Drunken Monkey Coding Style with a hint of Carlin humor

Jun 30, 2014 - 2 minute read - automation shell linux

Those that do not heed the star are bound to execute it repeatedly...

I guess everyone of us is dealing with Cron in some way or other, and I guess everyone has a horror story or two.

Mine is a simple tale of woe, ignorance and well, RTFM.

1
* */1 * * * /path/to/some/script.sh

Do you know what the above cron job does? Or to be more precise how often is the job executed?

I thought that it executes the script every hour, and if you thought like me, you are most likely wrong. My specific circumstances revolve around Ubuntu, and as usual YMMV.

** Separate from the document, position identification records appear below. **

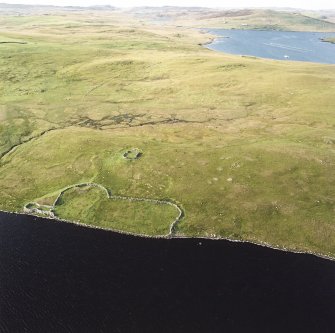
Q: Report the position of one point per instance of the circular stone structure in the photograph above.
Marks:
(132, 154)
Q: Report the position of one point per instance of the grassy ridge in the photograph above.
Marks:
(246, 146)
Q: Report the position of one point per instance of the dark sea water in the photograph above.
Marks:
(59, 277)
(280, 45)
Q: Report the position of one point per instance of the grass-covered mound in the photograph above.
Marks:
(245, 146)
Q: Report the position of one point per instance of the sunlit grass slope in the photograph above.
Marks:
(245, 146)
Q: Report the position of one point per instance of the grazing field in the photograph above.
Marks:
(245, 146)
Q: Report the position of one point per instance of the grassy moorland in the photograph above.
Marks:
(245, 146)
(258, 19)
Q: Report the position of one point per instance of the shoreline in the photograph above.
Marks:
(169, 236)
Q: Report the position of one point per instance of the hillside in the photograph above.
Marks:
(245, 147)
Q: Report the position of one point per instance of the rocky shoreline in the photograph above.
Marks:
(216, 238)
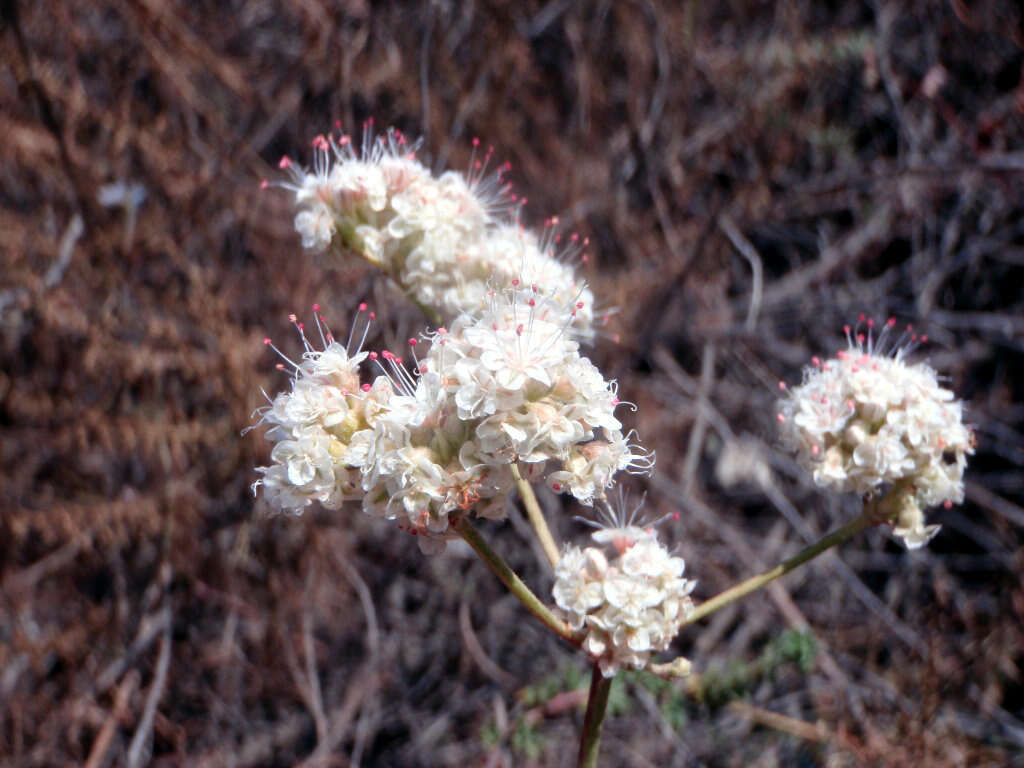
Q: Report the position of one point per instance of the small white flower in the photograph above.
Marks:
(867, 421)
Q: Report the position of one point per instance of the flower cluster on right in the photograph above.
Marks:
(868, 421)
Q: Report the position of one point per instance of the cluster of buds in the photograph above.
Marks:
(504, 387)
(628, 607)
(444, 240)
(867, 421)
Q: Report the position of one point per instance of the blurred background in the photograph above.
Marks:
(752, 175)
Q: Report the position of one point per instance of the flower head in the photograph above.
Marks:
(868, 421)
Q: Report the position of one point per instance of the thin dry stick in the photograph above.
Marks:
(537, 518)
(142, 732)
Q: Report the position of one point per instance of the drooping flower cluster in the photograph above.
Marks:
(441, 239)
(506, 386)
(628, 607)
(868, 421)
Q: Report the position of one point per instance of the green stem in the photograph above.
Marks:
(509, 578)
(597, 706)
(742, 589)
(536, 516)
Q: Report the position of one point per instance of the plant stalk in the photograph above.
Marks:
(597, 706)
(536, 516)
(865, 520)
(509, 578)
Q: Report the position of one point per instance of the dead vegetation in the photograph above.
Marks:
(752, 176)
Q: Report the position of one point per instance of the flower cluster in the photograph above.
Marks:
(867, 421)
(505, 386)
(441, 238)
(627, 607)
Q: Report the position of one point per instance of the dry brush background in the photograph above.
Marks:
(752, 175)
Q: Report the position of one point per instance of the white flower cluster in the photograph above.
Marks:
(438, 238)
(867, 421)
(628, 607)
(506, 386)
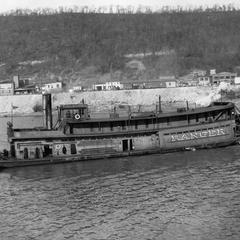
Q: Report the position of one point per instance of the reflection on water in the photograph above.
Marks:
(189, 195)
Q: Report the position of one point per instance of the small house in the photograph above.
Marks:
(6, 89)
(52, 87)
(226, 77)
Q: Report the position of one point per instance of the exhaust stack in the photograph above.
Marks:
(47, 110)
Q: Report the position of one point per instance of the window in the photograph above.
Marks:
(123, 126)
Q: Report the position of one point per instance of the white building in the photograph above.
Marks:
(49, 87)
(204, 81)
(6, 89)
(108, 86)
(237, 80)
(113, 85)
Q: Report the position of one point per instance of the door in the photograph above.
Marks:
(125, 145)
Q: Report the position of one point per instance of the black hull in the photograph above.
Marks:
(11, 162)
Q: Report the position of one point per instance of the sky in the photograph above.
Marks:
(8, 5)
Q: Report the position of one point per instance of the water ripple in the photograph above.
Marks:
(192, 195)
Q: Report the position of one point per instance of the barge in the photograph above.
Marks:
(76, 136)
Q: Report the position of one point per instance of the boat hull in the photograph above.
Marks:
(11, 163)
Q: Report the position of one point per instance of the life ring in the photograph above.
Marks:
(77, 116)
(58, 147)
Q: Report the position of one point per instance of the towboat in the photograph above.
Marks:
(76, 136)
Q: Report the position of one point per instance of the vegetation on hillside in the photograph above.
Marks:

Turns out that the cron above does indeed execute the job every hour, only problem is that instead of once, it executes it 60 times. Yes, that means every minute it would be run, fun isn’t it.

If you have something demanding that needs to be run, you are in for a not-so-fun ride. Yes you can use some sort of lock.sh to prevent multiple concurrent runs, but sooner or later you will be out of memory.

So what would be a solution to the problem, rather simple actually.

1
0 */1 * * * /path/to/some/script.sh

See that zero at the beginning, it tels the cron to run the script on the 0 minute of every hour, thus making sure that it gets executed only once.

Suddenly server has more resources, and scripts are not thrashing as much.